FIR must state the obscene words uttered

In Preethimon v State Of Kerala the High Court of Kerala states that a vague or general statement in the FIR that the accused showered obscene words is not enough to constitute an offence under Section 294(b) IPC. It is necessary to state the words uttered by the accused.

The prosecution would not be justified in bringing in the evidence for the first time the words allegedly spoken to by the accused, when the same is not recorded in the First Information Statement (FIS) in a case instituted upon police report. The complaint or the FIR, as the case may be, shall contain the words spoken to by the accused, which, according to the prosecution, would attract the offence under Section 294(b) of the IPC.

Otherwise, there is every possibility of evidence being tendered putting forth any words as the prosecution witnesses may wish to put forward improving upon or adding to the allegation in the complaint or FIR causing great prejudice to the accused and depriving his right to have a fair trial.

Abusive words do not amount to obscenity

Abusive words or humiliating words or defamatory words will not as such amount to obscenity as defined under the law. Even if the words alleged to have been used are in fact abusive and humiliating, in order t to make it obscene, punishable under Section 294(b) IPC, it must satisfy the definition of obscenity.

The Section 294 IPC does not define obscenity. Being a continuation of the subject dealt with under Section 292 IPC the definition of obscenity under 292(1) IPC can be applied in a prosecution under Section 294 IPC also.

To make it punishable, the alleged words must be in a sense lascivious, or it must appeal to the prurient interest, or will deprave and corrupt persons.

Words must be lascivious or arouse immoral thoughts

In P.T Chacko v. Nainan Chacko reported in (1967 KLT 799) the High Court of Kerala held that, “the test of obscenity is whether the tendency of the matter charged as obscenity is to deprave and corrupt those whose minds are open to such immoral influences.

In Sangeetha Lakshmana v. State of Kerala reported in (2008 (2) KLT 745) the High Court of Kerala held that in order to satisfy the test of obscenity, the words alleged to have been uttered must be capable of arousing sexually impure thoughts in the minds of its hearers.

The word “rascal” does not have the tendency of depraving or corrupting those minds which are open to the prurient of lascivious influences.
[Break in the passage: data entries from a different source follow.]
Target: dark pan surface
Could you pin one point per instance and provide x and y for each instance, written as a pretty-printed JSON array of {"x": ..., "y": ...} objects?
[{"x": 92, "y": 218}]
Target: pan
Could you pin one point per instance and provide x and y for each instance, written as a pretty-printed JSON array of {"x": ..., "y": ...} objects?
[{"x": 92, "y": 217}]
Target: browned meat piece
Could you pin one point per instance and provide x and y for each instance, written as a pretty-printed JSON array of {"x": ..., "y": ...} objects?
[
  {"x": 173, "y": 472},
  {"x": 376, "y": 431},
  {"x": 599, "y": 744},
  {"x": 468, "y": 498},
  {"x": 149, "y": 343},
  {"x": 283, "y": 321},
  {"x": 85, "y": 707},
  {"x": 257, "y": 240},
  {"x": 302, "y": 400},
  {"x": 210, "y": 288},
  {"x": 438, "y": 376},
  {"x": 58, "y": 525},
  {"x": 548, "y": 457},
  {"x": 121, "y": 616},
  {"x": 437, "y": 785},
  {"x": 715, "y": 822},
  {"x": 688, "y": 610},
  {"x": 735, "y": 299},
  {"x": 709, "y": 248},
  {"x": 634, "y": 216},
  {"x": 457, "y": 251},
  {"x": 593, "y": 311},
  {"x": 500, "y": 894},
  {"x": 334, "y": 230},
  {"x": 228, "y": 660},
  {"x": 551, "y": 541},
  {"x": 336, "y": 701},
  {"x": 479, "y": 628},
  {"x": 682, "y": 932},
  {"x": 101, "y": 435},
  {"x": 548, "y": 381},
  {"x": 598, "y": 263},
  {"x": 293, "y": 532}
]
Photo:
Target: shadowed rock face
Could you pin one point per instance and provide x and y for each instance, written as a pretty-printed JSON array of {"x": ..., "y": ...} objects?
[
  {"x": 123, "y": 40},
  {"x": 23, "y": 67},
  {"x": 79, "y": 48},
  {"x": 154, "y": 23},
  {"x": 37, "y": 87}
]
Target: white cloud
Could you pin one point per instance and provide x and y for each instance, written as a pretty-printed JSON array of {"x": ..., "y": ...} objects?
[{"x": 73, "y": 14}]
The word “rascal” may at best amount to “scoundrel, rogue or scamp” very often used jokingly or paradoxically, the said word is not known to have any tinge of obscenity.

Thus, it is quite clear that, to make obscene the alleged words must involve some lascivious elements arousing sexual thoughts or feelings or the words must have the effect of depraving persons, and defiling morals by sex appeal or lustful desires.

Every abusive word or every humiliating word cannot, by itself, be said to be obscene under Section 294 (b) of the IPC.

In Narendra H. Khurana And Ors. v Commissioner Of Police And Anr, it was held by the Bombay High Court that the performance of cabaret dance which is obscene act per se does not attract the provision of 294 IPC without fulfilment of essential ingredients, such annoyance to others, of the Section.

Private obscene letters do not attract the offence

Even writing obscene letters and sending it to a personal address for reading them by a victim in her privacy does not attract the offence, says the Supreme Court in Pawan Kumar v State Of Haryana And Anr.

Recent Kerala High Court order

In an order issued on 5th November 2021 in Avinash v State of Kerala (2021(6) KHC 357), the High Court of Kerala stated that with respect to the charge 294(b) IPC, the complaint, statements and final report must mention the words uttered by the accused.

The test of obscenity is that the sords must deprave and corrupt those whose minds are open to such immoral influences. In the absence of some lascivious words arousing sexual thoughts or feelings it is not possible to attract 294(b) IPC.